視聴には複数の選択肢
改めてNHKの動画配信サービスには、複数の選択肢が存在する。
『NHKプラス』は、受信契約を結んでいる世帯であれば追加料金なしで放送から一定期間内の見逃し配信が中心となる。一方、『NHKオンデマンド』は受信契約の有無にかかわらず誰でも利用できるが、月額990円の料金がかかる。過去の大河ドラマや朝ドラ、ドキュメンタリーなど豊富なアーカイブを視聴できる点が特徴だ。

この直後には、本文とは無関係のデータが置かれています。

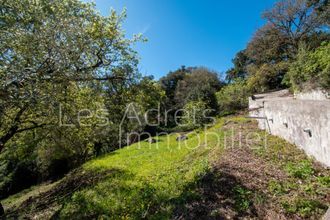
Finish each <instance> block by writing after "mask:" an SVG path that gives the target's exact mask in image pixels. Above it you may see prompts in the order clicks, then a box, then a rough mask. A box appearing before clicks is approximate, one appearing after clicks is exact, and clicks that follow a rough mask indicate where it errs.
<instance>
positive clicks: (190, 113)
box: [181, 101, 211, 127]
mask: <svg viewBox="0 0 330 220" xmlns="http://www.w3.org/2000/svg"><path fill="white" fill-rule="evenodd" d="M183 111H184V114H183V116H182V120H181V121H182V122H181V123H183V124H185V125H187V126H196V127H199V126H202V125H204V124H206V123H208V122H210V118H209V115H210V113H211V112H210V110H209V109H207V106H206V104H205V102H203V101H190V102H188V103H187V104H186V105H185V106H184V108H183Z"/></svg>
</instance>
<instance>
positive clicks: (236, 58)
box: [226, 50, 251, 82]
mask: <svg viewBox="0 0 330 220" xmlns="http://www.w3.org/2000/svg"><path fill="white" fill-rule="evenodd" d="M250 62H251V61H250V58H249V57H248V56H247V54H246V51H245V50H241V51H239V52H238V53H237V54H236V55H235V58H234V59H233V60H232V63H233V64H234V67H233V68H231V69H229V70H227V72H226V79H227V80H228V81H229V82H231V81H233V80H235V79H237V78H240V79H245V78H246V77H247V69H246V68H247V66H248V65H249V64H250Z"/></svg>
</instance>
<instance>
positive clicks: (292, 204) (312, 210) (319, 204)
mask: <svg viewBox="0 0 330 220" xmlns="http://www.w3.org/2000/svg"><path fill="white" fill-rule="evenodd" d="M282 207H283V208H284V210H285V211H286V212H287V213H290V214H293V213H298V214H299V215H300V216H302V217H305V218H307V217H309V216H311V215H312V214H313V213H314V212H320V211H322V210H323V209H325V208H327V207H326V206H325V205H323V204H322V203H320V202H319V201H315V200H306V199H296V200H294V201H286V202H283V203H282Z"/></svg>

今回のNetflix世界配信は、これらとは別枠の「外部事業者への有料提供」という位置づけとなる。NHKは「放送法第20条第2項第3号で定められているもので、NHKが行うことができる業務のうち、協会が放送した放送番組等を、他の事業者からの求めに応じ、有料で提供するもの」と説明しており、Netflixから収益を得る形となる。
視聴者からすれば、NHK作品を見るのに複数の選択肢と料金体系が存在することになり、分かりにくさは否めないだろう。
「総務省『放送法の一部を改正する法律案の概要』によると、2022年成立の改正放送法によりNHKには『還元目的積立金』制度が導入されています。利益が生じた場合、その一定額を積立金として積み立てることを義務付け、受信料の引下げ原資に充てるということですが、ネットフリックス配信が将来の受信料値下げに充当されるのか疑問です」
今回の取り組みは、公共放送のコンテンツのあり方と受信料制度の透明性を問う形になりそうだーー。